Gott wird ungeduldig: „Du hast mir immer noch nicht gesagt, warum du hier bist.“

„Ich weiß es wirklich nicht. Nicht so richtig. Ich glaube … ich glaube einfach, dass hier alles begonnen hat. Hier, an dieser verdammten Tankstelle. Also nicht der neuen Tankstelle jetzt, sondern an der, die in die Luft geflogen ist. Damals.“

Gott sagt nichts.

Wie ein Therapeut, der einfach nur zuhört.

Ich hasse das.

„So etwas passiert doch nur in schlechten Filmen, oder? Ich wusste nicht mal, dass Tankstellen tatsächlich in die Luft fliegen können. Aber … eigentlich ist es auch egal. Aber ich bin mir sicher, dass es damals begonnen hat.“

„Was hat begonnen?“

Ich merke, wie sich meine Hände zu Fäusten ballen: „Ach bitte, das weiß du ganz genau. Die Auszeichnungen. Die Erfolge. Nachdem meine Eltern hier auf diese absurde Art krepiert sind. Zuerst habe ich mir nichts dabei gedacht. Zuerst habe ich natürlich geglaubt, dass ich wirklich ein hochbegabter Schriftsteller wäre, der zuvor einfach nur Pech gehabt hatte. Aber das ist natürlich totaler Quatsch. Wir beide wissen, dass ich ein lausiger Schriftsteller bin, sonst würde ich wohl kaum Wörter wie ‚Quatsch‘ benutzen.“

Gott schaut verträumt in den Himmel: „Ich mag ‚Quatsch‘.“

Ich ertappe mich bei dem Gedanken, dass ich Gott am liebsten eine Ohrfeige verpassen möchte, aber ich bin mir sicher, dass es keine gute Idee wäre, ausgerechnet Gott so zu verärgern.

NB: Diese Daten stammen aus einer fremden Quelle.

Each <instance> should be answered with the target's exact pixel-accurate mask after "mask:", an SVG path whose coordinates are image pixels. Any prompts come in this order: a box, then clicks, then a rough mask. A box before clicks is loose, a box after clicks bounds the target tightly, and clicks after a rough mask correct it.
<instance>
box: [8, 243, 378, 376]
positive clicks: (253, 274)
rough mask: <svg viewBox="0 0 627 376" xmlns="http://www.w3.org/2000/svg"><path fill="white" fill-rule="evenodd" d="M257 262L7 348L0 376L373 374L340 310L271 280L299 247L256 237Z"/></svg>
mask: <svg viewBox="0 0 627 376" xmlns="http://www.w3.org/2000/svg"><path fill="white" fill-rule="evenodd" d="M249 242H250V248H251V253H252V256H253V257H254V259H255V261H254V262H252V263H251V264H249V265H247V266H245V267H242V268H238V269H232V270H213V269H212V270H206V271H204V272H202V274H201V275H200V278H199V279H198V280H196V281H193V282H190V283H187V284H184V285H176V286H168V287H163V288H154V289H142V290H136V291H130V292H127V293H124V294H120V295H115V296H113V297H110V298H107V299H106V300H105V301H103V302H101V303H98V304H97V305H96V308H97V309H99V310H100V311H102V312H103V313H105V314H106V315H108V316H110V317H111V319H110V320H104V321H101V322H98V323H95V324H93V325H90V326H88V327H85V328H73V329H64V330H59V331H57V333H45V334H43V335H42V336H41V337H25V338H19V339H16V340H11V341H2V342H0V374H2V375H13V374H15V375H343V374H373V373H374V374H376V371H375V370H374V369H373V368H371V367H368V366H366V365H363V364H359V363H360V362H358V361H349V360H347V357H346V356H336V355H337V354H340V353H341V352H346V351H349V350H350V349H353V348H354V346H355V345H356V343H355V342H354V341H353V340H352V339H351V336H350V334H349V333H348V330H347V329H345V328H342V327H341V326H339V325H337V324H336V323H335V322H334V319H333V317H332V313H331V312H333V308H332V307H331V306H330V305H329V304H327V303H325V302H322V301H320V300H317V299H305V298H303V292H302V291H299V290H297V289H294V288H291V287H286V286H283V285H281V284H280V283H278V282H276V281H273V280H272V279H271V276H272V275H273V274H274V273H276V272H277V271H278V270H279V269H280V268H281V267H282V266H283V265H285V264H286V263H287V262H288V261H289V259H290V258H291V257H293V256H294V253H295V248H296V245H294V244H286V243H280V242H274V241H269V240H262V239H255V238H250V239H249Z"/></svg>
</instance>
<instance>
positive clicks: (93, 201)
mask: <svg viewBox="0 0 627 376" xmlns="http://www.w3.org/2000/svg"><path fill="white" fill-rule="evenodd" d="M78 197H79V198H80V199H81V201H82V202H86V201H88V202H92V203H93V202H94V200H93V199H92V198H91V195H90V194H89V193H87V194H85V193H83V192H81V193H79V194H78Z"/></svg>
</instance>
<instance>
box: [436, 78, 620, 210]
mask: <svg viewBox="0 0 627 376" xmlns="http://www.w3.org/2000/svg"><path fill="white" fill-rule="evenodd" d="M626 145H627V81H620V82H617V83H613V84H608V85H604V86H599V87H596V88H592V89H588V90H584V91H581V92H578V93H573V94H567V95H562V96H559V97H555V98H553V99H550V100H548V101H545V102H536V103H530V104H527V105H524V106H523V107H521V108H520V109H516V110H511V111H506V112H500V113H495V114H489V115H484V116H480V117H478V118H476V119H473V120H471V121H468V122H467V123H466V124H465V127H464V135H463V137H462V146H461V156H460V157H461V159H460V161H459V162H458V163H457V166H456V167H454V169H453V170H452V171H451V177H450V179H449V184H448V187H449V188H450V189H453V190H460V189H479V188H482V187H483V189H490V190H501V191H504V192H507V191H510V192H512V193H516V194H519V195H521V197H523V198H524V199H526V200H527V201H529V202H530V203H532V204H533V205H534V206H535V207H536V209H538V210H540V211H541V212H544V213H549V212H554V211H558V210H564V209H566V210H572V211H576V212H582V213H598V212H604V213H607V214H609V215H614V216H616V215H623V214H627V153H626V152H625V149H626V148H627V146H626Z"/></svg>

Also brülle ich nur: „Du hast mir geholfen. Seit damals. Seit hier. Seitdem hier alles in die Luft geflogen ist. Warum? Hattest du ein schlechtes Gewissen?“

Endlich.

Ich sehe, wie sich die struppigen Augenbrauen zusammenziehen. Er ist jetzt sehr ernst.

„Nein.“

„Was dann?“

„Ich weiß es nicht.“

„Das ist gelogen.“

Plötzlich lacht Gott und klatscht in die Hände: „ Sehr gut, also weißt du auch alles?“

„Manchmal.“

Die Blondine kommt zurück und steht eine Weile kritisch vor ihrem eigenen Wagen. Erst jetzt sehe ich, dass auf dem Beifahrersitz ein bulliger Mann hockt. Das Wasser ist inzwischen von den Scheiben geflossen. Geflüchtet?

Gott faltet nachdenklich die Hände. Zu wem würde Gott wohl beten? „Ich glaube, ich wollte es einfach allen beweisen.“

„Was zum Teufel muss Gott beweisen?“

Leider ignoriert er mein Wortspiel.

„Jedes Mal, wirklich jedes Mal, wenn etwas Schreckliches in der Welt passiert ist, jammern die Menschen: Wie konnte Gott das zulassen? Wie konnte er erlauben, dass das geschieht? Warum hat Gott nicht geholfen? Blablabla! Jedes Mal. Du hast dir damals sicher auch diese alberne Frage gestellt.“

„Natürlich.“

„Natürlich. Es sollte einfach einmal anders sein. Ich wollte helfen. Immerhin … ich … ich bin doch Gott.“

Die blonde Frau ist in ihr Auto gestiegen und offenbar streitet sie sich mit ihrem Beifahrer.

„Gott?“

„Ja?“

„Lass uns damit aufhören!“

Gott zupft unsicher an seinem Bart.

Das kleine Auto verlässt die Tankstelle.

„Einverstanden.“

Gott starrt auf den Asphalt. Dann dreht er sich zu mir.